Water is no more inexpensive and plenty in this country of rivers and canals. Rivers are dying. Canals are getting filled up. Ground water is depleting at a faster rate. Growing population, extensive farming, industrialisation and rapid urbanisation increase the demand for water. Besides, there are gross misuses as well as wastage of water at different levels. As a result, there is crisis of water in some places of the country.
Managing growing demand for water will be very difficult in near future. Though the agriculture sector is the main user of water, industries, factories and business units are also consuming water at a growing pace. Unrestrictive uses of ground water by textile and dyeing as well as some other industries are drying up sources of water for their neighbourhoods. These industries use very high-powered pump to extract ground water. A few days ago, a vernacular newspaper reported that four unions and one municipal area in Chottogram have been facing severe water crisis due to a big industrial unit. To meet a large demand for water, the industry is using very powerful deep tube-well causing depletion of water level in adjoined areas.

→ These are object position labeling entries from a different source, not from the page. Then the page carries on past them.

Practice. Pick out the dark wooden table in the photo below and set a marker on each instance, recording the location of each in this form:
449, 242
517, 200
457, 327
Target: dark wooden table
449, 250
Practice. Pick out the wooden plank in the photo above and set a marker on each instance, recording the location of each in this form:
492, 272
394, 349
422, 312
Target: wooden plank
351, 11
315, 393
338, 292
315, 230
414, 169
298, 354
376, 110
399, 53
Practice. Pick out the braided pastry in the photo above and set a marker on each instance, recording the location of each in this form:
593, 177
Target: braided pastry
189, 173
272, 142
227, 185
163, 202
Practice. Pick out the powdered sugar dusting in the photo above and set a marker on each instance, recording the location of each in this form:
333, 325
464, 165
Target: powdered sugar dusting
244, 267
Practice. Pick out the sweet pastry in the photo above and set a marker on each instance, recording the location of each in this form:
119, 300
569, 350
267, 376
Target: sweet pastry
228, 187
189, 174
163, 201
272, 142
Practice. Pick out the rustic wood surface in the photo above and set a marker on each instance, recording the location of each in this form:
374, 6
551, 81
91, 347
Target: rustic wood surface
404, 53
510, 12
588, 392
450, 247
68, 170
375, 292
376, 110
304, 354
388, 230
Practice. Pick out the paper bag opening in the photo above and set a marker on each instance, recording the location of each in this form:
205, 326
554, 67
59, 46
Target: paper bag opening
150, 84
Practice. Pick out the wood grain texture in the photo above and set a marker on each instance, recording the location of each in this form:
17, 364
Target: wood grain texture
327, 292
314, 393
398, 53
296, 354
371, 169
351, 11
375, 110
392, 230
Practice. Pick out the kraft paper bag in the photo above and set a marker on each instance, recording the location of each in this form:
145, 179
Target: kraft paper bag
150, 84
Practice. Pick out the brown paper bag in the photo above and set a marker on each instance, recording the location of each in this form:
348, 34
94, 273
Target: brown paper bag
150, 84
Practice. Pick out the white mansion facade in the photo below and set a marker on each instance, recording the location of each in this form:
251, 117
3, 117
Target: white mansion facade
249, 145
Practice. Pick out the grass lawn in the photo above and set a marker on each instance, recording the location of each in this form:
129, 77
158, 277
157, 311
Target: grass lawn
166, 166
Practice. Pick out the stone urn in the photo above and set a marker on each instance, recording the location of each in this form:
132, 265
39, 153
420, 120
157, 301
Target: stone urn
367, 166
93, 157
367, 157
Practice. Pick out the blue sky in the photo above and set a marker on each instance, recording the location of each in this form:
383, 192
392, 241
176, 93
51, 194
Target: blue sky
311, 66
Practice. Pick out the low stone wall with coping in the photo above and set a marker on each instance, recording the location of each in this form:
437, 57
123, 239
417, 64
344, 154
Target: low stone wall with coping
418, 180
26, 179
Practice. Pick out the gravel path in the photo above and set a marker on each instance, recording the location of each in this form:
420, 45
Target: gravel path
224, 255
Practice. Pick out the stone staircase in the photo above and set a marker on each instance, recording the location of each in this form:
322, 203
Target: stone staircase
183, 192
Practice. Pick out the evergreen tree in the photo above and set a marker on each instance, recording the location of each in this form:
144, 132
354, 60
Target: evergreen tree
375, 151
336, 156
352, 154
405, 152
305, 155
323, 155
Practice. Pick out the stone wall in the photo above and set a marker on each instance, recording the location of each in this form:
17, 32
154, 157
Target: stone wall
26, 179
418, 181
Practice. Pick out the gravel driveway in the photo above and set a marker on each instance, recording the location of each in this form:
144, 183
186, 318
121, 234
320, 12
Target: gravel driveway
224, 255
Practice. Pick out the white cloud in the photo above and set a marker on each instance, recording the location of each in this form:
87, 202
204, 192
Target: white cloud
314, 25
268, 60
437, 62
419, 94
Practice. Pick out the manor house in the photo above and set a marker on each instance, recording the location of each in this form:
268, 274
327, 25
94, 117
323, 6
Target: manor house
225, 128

Against the backdrop, it is time to introduce a systematic water audit in all the industrial units of the country. Water audit provides a way to make an inventory of all water uses in different households and industrial units. It also guides use of water efficiently. By conducting water audit, it is possible to assess the consumption of water in different industrial units. Once assessed, it will become easy to identify misuse or wastage of water during consumption and also to suggest remedial steps in this regard. Moreover, water audit will help determine the water footprint of a product. It is a measurement of volume of freshwater used directly or indirectly to manufacture a product as well as to run and support a business.
No doubt, water audit will be an ambitious task and requires adequate preparation to conduct it. The country's national water policy, formulated in 1999, didn't say anything about such an audit. But its six-point objective clearly stressed 'harnessing and development of all forms of surface water and ground water and management of these resources in an efficient and equitable manner.' It also underscored developing 'a state of knowledge and capability' to 'design future water resources management plans.' Thus there is no policy bar on conducting water audit.
As a matter of fact, water audit needs to be conducted in all sectors consuming the scare natural resource. Beside industrial units, there should be water audit on household and agricultural activities. Misuse of water is quite visible in irrigation of farmlands. By adopting drip irrigation technology on a larger scale, wastage of water could be reduced. There are some other areas to work on also.
In a fast growing economy and densely populated country like Bangladesh, demand for water will be manifold in the near future. But it is not possible to create and supply water accordingly. Instead, it is essential to take some effective steps to curb the wastage of water in different sectors and ensure efficient use of water. Water audit may be an important move in this direction.